で、すごい面白いんですけど!これを今まで読まなかったのは失敗だった~(どんな失敗だ?)
以前「巨人伝」について書いたときに、諸星氏の作風を「洗練を拒否した円熟」と評したけれど、ちょっと撤回。明らかに諸星氏の筆力は向上しており、表情豊かな人物、ダイナミックな活劇、スリリングなコマ運び、すっとぼけたユーモアなどなど、以前からの持ち味をさらにグレードアップしていて、いまやヘタウマをやや超えている。第4回手塚治虫文化賞マンガ大賞受賞だけのことはあるね~

大唐編、西域編、天竺編の3部構成の構想のようだけど、大唐編だけで83年~97年にかけて各誌に連載、その後ようやく08年から西域編の連載が開始されたというから、これは完結までにいったいどれだけかかるのだろう・・是非生きているうちに最後まで読みたいものだが。。

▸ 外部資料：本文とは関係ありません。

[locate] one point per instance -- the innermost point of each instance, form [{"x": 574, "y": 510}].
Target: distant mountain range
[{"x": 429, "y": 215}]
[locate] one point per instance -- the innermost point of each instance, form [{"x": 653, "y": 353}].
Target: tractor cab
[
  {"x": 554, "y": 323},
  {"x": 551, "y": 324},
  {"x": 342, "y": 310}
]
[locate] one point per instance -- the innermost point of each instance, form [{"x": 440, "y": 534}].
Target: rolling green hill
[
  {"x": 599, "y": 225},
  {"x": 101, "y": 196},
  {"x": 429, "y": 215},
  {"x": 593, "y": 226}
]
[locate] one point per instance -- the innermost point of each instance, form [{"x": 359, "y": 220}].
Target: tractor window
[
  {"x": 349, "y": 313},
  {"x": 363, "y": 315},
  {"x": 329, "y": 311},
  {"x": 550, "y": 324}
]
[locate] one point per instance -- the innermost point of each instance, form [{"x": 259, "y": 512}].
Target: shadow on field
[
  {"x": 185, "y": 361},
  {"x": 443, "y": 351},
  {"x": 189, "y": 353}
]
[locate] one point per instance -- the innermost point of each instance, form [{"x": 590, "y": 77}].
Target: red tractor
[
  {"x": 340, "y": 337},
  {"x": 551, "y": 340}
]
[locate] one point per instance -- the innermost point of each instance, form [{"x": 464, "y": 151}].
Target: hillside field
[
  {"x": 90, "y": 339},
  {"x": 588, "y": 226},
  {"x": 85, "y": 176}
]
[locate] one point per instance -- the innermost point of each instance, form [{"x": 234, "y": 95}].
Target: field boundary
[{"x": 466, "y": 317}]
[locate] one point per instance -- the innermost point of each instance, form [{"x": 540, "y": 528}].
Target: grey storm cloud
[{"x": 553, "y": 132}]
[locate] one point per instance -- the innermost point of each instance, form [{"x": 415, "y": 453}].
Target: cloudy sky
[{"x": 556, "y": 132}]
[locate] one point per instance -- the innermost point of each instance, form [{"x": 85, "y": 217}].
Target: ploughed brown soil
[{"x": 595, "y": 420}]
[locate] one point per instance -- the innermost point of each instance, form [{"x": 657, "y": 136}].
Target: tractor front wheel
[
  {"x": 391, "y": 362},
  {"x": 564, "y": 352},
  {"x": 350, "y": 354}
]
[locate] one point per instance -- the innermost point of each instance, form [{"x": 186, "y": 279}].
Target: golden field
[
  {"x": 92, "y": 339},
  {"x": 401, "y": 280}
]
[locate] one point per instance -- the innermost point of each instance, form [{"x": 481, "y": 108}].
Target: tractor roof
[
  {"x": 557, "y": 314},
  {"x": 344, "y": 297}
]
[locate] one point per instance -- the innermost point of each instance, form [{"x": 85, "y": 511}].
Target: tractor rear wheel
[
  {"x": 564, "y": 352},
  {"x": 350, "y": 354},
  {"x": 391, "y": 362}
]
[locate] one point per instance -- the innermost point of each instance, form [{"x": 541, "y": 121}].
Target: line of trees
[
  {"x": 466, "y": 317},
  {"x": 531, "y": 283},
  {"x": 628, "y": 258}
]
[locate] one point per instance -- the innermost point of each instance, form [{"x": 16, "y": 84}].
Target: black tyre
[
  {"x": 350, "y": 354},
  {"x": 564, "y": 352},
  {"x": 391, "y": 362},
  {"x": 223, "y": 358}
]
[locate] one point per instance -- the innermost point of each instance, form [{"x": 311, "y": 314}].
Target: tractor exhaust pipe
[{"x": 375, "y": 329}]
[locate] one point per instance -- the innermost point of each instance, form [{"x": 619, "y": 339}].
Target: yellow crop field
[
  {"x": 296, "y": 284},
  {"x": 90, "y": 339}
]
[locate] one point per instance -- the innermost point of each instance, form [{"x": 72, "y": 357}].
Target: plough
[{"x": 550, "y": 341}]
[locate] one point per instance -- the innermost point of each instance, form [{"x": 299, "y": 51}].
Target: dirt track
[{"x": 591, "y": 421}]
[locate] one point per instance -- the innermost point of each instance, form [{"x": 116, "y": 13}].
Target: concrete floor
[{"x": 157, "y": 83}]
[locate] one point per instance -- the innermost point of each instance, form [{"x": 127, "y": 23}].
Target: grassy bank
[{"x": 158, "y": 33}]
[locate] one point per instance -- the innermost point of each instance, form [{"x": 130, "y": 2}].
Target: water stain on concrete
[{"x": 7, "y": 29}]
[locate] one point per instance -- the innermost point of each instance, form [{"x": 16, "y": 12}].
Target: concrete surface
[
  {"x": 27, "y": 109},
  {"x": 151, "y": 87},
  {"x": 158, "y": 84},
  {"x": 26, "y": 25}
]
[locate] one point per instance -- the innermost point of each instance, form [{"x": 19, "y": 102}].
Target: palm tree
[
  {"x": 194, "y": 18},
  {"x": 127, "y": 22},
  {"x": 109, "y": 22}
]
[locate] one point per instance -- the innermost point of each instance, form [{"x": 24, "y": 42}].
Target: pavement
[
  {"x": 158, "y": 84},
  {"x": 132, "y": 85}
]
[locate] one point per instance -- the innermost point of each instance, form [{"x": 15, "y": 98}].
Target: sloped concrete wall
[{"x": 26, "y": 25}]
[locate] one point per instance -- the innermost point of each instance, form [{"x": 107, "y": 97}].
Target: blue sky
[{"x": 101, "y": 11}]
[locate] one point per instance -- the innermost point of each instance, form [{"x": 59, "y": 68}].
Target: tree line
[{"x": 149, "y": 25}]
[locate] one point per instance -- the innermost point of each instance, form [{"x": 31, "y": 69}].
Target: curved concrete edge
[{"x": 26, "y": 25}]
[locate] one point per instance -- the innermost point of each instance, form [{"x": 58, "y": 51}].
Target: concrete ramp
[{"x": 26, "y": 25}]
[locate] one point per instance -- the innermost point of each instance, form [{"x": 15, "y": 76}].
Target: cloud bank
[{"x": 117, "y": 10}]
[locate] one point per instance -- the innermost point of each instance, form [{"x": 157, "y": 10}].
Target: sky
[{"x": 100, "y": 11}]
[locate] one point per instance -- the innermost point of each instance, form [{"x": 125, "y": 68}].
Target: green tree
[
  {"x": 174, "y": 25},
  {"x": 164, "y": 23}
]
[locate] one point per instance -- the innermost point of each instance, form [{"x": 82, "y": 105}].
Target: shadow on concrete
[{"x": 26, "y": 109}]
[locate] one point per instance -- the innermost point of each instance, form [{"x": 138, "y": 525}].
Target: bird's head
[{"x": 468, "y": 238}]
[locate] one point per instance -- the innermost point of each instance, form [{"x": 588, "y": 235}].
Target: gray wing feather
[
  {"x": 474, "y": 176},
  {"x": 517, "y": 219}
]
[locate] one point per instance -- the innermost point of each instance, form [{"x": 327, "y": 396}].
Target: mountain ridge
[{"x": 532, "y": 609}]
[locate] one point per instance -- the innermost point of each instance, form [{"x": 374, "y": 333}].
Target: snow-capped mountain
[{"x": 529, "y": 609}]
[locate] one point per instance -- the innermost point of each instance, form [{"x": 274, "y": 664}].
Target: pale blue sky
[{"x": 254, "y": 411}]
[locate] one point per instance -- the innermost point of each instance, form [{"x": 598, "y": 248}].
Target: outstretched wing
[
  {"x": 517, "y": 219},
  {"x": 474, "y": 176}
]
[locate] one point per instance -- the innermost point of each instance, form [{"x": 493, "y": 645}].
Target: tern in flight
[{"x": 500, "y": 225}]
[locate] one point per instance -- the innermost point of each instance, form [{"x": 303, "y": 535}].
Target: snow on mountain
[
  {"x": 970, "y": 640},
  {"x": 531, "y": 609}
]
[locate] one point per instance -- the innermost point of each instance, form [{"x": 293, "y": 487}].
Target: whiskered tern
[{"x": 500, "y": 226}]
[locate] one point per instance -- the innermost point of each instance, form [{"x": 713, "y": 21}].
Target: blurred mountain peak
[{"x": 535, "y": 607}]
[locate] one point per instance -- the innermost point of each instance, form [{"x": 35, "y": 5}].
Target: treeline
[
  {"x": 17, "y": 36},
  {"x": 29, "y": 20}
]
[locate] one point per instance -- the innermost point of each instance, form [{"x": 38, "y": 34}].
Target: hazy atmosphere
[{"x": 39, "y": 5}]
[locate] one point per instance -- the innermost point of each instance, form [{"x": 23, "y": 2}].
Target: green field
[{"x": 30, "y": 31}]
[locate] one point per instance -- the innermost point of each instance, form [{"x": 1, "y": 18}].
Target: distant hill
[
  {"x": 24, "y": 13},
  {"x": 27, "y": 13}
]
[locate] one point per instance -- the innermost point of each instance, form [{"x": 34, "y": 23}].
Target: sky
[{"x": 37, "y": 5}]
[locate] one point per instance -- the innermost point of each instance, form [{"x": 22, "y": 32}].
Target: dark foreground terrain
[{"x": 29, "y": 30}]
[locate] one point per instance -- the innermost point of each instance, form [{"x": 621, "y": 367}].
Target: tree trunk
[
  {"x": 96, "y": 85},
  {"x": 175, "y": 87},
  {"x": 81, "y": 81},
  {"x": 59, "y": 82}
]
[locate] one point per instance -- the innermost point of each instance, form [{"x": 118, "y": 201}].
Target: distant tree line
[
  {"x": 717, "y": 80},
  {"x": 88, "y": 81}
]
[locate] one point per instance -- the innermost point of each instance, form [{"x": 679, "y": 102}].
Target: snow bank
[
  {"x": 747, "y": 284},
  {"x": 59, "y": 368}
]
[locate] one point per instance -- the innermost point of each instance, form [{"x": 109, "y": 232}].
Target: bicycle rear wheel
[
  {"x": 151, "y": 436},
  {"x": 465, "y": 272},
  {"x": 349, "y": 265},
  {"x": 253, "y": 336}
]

というか諸星さんももういい歳だし、完結するのか??

*****

西遊記の物語に着想を得つつ、隋から唐への政変など中国の史実を織り交ぜ、西遊記とはまったく別の物語となっている。この妄想力は『孔子暗黒伝』などでも発揮される諸星得意の世界だけれど、まったくすごいもんである。日々こんな物語を妄想しているのかと思うと、また不思議な人生だよね~

隋の圧政下に、野人と人間の間の子として生まれた孫悟空は、虐げられた民衆の怨念をパワーにする巨大妖怪無支奇と出会い、民衆の怨みのために世の秩序を乱し戦う運命にあることを告げられる。無支奇から「斉天大聖」の称号を与えられた孫悟空は唐による群雄征伐に巻き込まれ、唐の将を仇と都で大暴れをするなど、各地で騒乱を引き起こす。普段は悪しきを挫く正義感だが、追い込まれたりすると斉天大聖のアナーキーな本性に支配され、人間離れした力で見境なく殺人・破壊をくりかえす。
孫悟空自身は斉天大聖としての定めを拒絶し自由を求めている。その気持ちに呼応するように、純真な気持ちで法の真理を探るため天竺へ向かう僧玄奘と度々出会い、天竺への旅に同行するようになる。

というのが大まかな筋なのだが、これに付随する逸話が面白い。唐の都の地下に広がる隋煬帝が残した地下宮殿にひそむ私生児が自分を真の皇帝と信じている話とか、その地下宮殿の壊滅、唐の政変である古事「玄武門の変」に悟空たちをからませて李世民の宮殿をめちゃくちゃに破壊するところとかが最初のクライマックスかもしれない。

それから、人が面白いようにばたばたと死んでゆく。昔の中国(に限らず)では人の命が今よりはるかに軽かったということもまた事実で、そういうところもなんかどこか超越的な雰囲気に一役買う。


毎晩寝る前に読むことにしているが、うっかりすると夜更かししてしまうので、眠剤を飲んで強制就眠するようにしている。そうするとあまり読み進まないので、長く楽しめるというわけさ。


講談社の新装版は全10巻の予定。